Cloud does not equal the Internet
November 13th, 2018 by Heather Maloney
People frequently use the term “cloud” or “in the cloud” to simply mean located on the internet or their private intranet. I’ve done it myself, for the sake of expedience. However, they aren’t the same thing, and it’s important to understand why so that you can wisely choose the internet services you are accessing for your business or in your personal life. For example, cloud hosting is not the same as shared web hosting, for the hosting of your organisation’s website.
The internet is the connection of computers around the globe using TCP/IP protocol to manage the connections, and participating in the sharing of information using the HTTP protocol (the worldwide web).
The term “Cloud” or “Cloud Computing” refers to technology services, usually delivered over the internet, which are characterised by:
- Distribution of a system (program and its data) across many servers and locations, to provide for greater performance, but still providing up to date and correct data.
- Automatic provisioning (addition of greater capacity via more CPUs, memory and disk space) to meet minute-by-minute requirements.
Applications embodying cloud computing are often further labelled as SaaS (software as a service), PaaS (platform as a service), IaaS (infrastructure as a service), and other ‘…aaS’ names. These labels draw attention to which part of the abstraction of the technology is controlled by the buyer compared to the service provider. However, not all applications given these labels actually provide the two main characteristics that I am asserting differentiates cloud computing ? distribution across many servers, and automatic provisioning. Instead, software delivered as a service via logging into a web application may in fact be stored on one server, in one location, with one database, and require the service provider to manually procure and set up new servers when usage demands the additional resources.
The characteristics of cloud technology provide advantages and disadvantages which I will discuss in a moment, but let’s first consider the technological challenge cloud technology is trying to solve.
As you can imagine, there’s an awful lot of information contained within Facebook. Millions of users each adding several posts, and making hundreds of comments, on a daily basis, adds up very, very quickly. Not only is there a lot of data being stored and accessed by users of Facebook, people are posting and reading comments from all around the globe; some on their phones while riding on a train, others are sitting at their desktop computer in the back of beyond, and everything in between. No one will use Facebook if it takes more than a few seconds for the content to appear on their screen, and Facebook is used by people all around the globe. Facebook is just one example of an application which handles vast amounts of data and serves vast numbers of people.
To make Facebook possible, as well as other applications like it, the underlying technology has to be distributed across multiple servers and locations – a distributed system. There are numerous technical models used to achieve a distributed system. Below are brief descriptions of just a few of the techniques to give you a feel for the complexities involved.
Techniques
Sharding. A term allowing a single database to be stored across multiple servers by allocating logical portions of the data onto different servers.

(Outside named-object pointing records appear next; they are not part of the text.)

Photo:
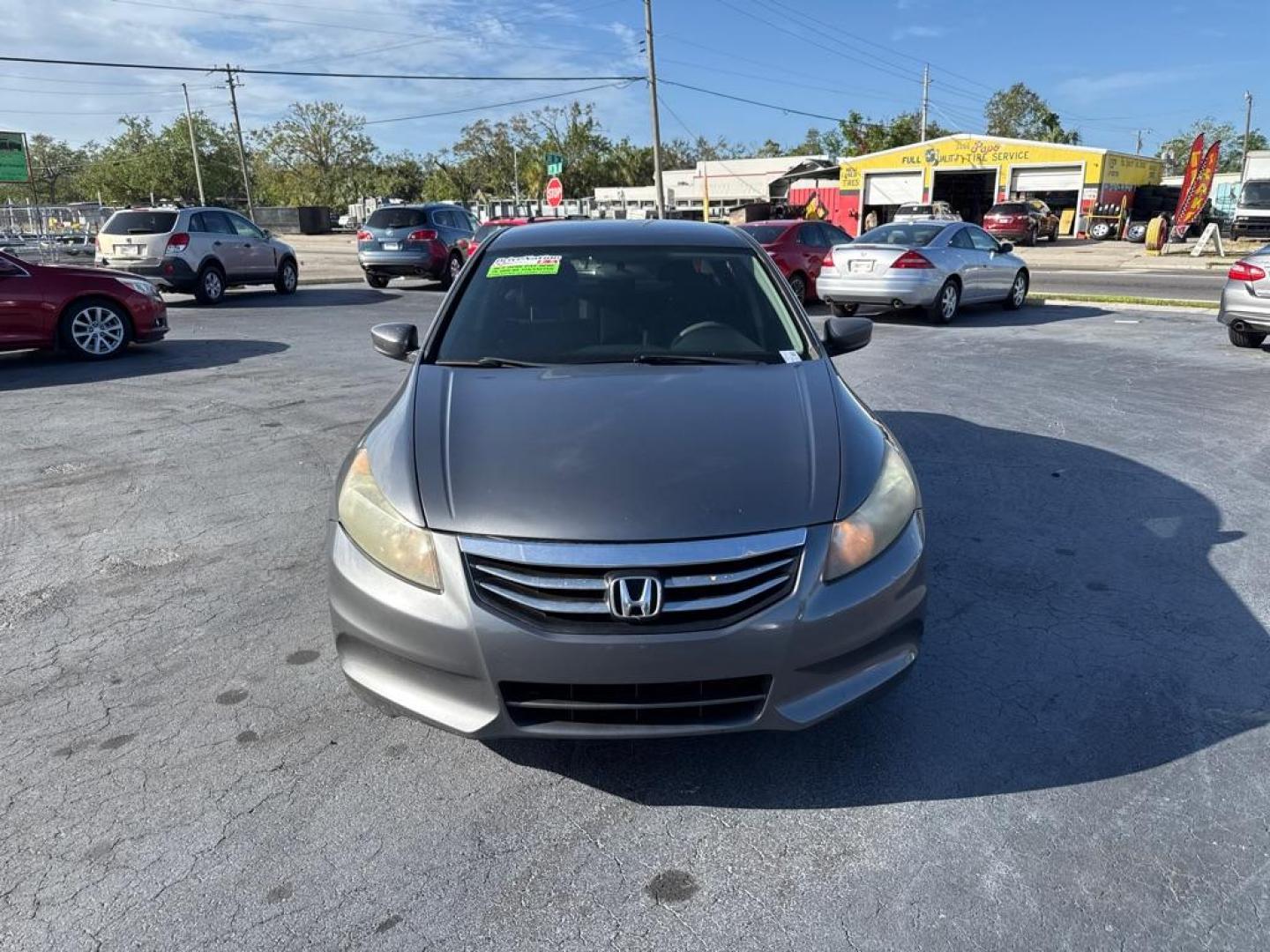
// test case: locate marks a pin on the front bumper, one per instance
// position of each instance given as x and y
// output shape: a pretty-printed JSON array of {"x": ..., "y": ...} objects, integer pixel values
[
  {"x": 401, "y": 263},
  {"x": 170, "y": 273},
  {"x": 909, "y": 288},
  {"x": 444, "y": 659},
  {"x": 1241, "y": 305}
]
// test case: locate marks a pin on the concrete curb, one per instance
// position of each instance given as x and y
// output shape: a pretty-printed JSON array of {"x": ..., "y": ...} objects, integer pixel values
[{"x": 1125, "y": 302}]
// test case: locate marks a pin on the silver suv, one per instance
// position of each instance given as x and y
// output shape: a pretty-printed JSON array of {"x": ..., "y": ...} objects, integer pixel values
[{"x": 196, "y": 250}]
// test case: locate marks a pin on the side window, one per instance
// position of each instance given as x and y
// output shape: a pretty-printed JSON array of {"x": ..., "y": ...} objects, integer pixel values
[
  {"x": 243, "y": 227},
  {"x": 217, "y": 222},
  {"x": 982, "y": 240}
]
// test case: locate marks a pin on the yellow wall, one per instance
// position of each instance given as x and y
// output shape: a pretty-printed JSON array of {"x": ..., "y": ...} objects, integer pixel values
[{"x": 984, "y": 152}]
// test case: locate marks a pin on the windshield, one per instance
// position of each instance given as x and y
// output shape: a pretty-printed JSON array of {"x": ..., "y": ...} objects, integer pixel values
[
  {"x": 1256, "y": 195},
  {"x": 765, "y": 234},
  {"x": 616, "y": 303},
  {"x": 140, "y": 224},
  {"x": 909, "y": 235},
  {"x": 397, "y": 219}
]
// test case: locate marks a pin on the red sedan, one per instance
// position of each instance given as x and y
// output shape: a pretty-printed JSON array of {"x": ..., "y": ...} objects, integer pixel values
[
  {"x": 798, "y": 248},
  {"x": 89, "y": 312}
]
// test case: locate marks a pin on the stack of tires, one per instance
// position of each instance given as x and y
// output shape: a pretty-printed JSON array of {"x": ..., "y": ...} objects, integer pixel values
[{"x": 1149, "y": 201}]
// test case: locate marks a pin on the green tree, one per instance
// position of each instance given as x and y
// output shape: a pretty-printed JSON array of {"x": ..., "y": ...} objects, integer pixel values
[
  {"x": 318, "y": 153},
  {"x": 862, "y": 135},
  {"x": 1020, "y": 113},
  {"x": 1177, "y": 150}
]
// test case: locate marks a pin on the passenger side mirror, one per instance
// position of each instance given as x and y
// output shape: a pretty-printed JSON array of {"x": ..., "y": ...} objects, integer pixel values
[
  {"x": 846, "y": 334},
  {"x": 395, "y": 340}
]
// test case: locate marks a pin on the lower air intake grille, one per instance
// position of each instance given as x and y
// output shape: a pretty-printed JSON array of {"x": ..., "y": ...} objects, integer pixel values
[{"x": 732, "y": 701}]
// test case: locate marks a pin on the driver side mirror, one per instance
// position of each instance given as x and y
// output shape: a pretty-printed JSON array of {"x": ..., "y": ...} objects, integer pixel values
[
  {"x": 846, "y": 334},
  {"x": 395, "y": 340}
]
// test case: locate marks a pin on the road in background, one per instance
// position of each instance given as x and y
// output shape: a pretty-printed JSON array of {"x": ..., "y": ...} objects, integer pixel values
[
  {"x": 1080, "y": 759},
  {"x": 1180, "y": 286}
]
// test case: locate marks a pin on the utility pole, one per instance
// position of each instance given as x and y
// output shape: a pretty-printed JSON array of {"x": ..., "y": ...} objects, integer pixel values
[
  {"x": 926, "y": 95},
  {"x": 516, "y": 184},
  {"x": 1247, "y": 129},
  {"x": 238, "y": 130},
  {"x": 657, "y": 122},
  {"x": 193, "y": 144}
]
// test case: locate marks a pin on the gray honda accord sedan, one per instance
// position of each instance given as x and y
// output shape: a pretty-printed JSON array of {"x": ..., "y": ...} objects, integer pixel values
[{"x": 624, "y": 492}]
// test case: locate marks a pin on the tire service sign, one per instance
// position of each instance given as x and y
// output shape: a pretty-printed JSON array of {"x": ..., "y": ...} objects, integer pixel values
[{"x": 13, "y": 158}]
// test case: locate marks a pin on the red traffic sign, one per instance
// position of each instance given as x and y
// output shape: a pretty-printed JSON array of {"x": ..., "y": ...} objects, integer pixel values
[{"x": 556, "y": 192}]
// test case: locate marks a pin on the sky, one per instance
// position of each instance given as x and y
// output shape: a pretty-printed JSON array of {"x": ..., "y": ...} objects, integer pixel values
[{"x": 816, "y": 56}]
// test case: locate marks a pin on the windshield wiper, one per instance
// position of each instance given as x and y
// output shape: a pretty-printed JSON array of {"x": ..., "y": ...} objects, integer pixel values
[
  {"x": 490, "y": 362},
  {"x": 692, "y": 358}
]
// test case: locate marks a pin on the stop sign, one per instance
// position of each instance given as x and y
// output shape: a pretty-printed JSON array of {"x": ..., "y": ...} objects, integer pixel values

A very rudimentary example would be determining which server to store the data based on a range of identifiers such as in the case of user accounts the decision could be made to store all data with a user ID between 1 and 100,000 on server 1, between 100,001 and 200,000 on server 2, and so on. The application retrieving the data would send the query to the application server, and then the database server would work out which server to get the data from based on the user ID, get that data and return it back to the user. There are many options for the way that a database may be divided; the right way for a particular application will need to consider the way current data is spread across it’s attributes as well as how future data may grow.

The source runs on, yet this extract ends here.